I blurted it out, running the words together. “We have about ten days left and then Thailand and then I’m nothing except what I’m not so I don’t want to think it’s me or what just happened here that’s making you leave but I do have to think that.”

He stepped forward, and I held my hand up.

“Don’t.”

“What?”

“Don’t kiss me or anything.”

He took out his phone. “I wanted to show you this away from my daughter.”

STORM IN A TEACUP

It was the headline I’d just seen.

“Scroll,” he said. I put the shampoo down and drew my finger across the glass. A picture of the teacup ride appeared. I was throwing up on Nicole.

I hadn’t ever wanted to see myself in the paper. My perverse imagination built the scenario into the thing I thought about when I wanted to horrify myself. To be flat, oversexualized, called names, and surrounded by strangers who hated me.

Now it was right in front of me. I was in the paper, and laughter was the only appropriate response.

Without sexual connotation it was just funny.

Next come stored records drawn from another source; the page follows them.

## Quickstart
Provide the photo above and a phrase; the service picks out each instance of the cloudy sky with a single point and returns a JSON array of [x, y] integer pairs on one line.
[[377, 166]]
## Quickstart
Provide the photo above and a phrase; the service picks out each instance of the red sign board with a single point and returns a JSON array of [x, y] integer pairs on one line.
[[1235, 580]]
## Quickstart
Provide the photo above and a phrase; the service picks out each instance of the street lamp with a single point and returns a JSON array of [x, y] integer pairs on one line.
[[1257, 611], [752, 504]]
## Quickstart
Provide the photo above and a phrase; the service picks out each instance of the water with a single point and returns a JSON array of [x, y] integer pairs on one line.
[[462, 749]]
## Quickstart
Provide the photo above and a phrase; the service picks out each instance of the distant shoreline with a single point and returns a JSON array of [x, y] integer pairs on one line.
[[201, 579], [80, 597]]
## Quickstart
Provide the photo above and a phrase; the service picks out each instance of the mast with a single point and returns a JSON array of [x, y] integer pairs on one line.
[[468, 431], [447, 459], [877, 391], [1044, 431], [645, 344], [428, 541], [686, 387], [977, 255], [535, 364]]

“All right? That’s the reason. I just want to get out of here until this blows over. I mean I know it’s funny, and you can stop laughing now.”

“I can’t. It’s too good.”

“I’m trying to protect you from embarrassment here.”

“I know, I know. I feel like I have no control. I mean—” I waved my hands between us, trying to swat away misunderstanding. “I go where you go because I work for you, and after that what do we call it? And what do we tell Nicole because we can’t say we’re just . . . you know.”

“What happened to the dirty mouth?”

“I’m on duty.”

He pocketed the phone. “We’re going in half an hour.”

I got my stuff together in five minutes and went to Nicole’s room to pack her up. I passed the dining room table so I could text Blakely and let her know I was going to Arkansas.

“Have you seen my phone?” I asked.

Brad and Nicole were on the couch watching a show about cheetahs.

“Nope.” He popped an O in his mouth. “Look in the foyer.”

“I had it here.”

He shrugged.

I figured it was in my bag, and went to Nicole’s room to get her ready to go.





CHAPTER 50


CARA


I was Nicole’s primary caretaker by default, and I was going to be harder to replace than ever.

Sex complicated everything about this. When I was gone, was I really gone? If Brad and I were working toward something, then I’d be around Nicole and the new nannies. Would I have a say in what they did? I’d be the girlfriend. Girlfriends didn’t raise their boyfriends’ children.

This is why you don’t fall in love with kids or daddies or families. This is why I did this in the first place, because I loved children but didn’t get close. And here I was. On a train between stations, going too fast to stop. In the car. To the helipad. Over Orange County. Landing in Santa Monica. Getting on the charter plane.

When the laughter over my teacup ride died down, what would the media say?

Stop worrying.

Nicole looked a little green on the helicopter. I gave her seasickness medicine. We didn’t need two people puking in a day.

Brad focused on Nicole, who regaled us with tales of a land of ponies made of pasta and their queen of tomato sauce. We deduced she was hungry, and I rummaged around the galley for snacks. It was a long flight, and he’d arranged the plane on short notice. We had no attendant and no catering.

“I found some stuff.”

I dumped juice boxes, bags of peanuts and chips, two sugary granola bars, and an apple on the little table between leather couches. Nicole reached for the juice box and held it out for her father, who was sitting across from her.

“Open, please.”

He cracked open the box and pulled out the straw. I sat next to her and handed it over when it was open. Brad pulled open the peanuts, glancing up at me.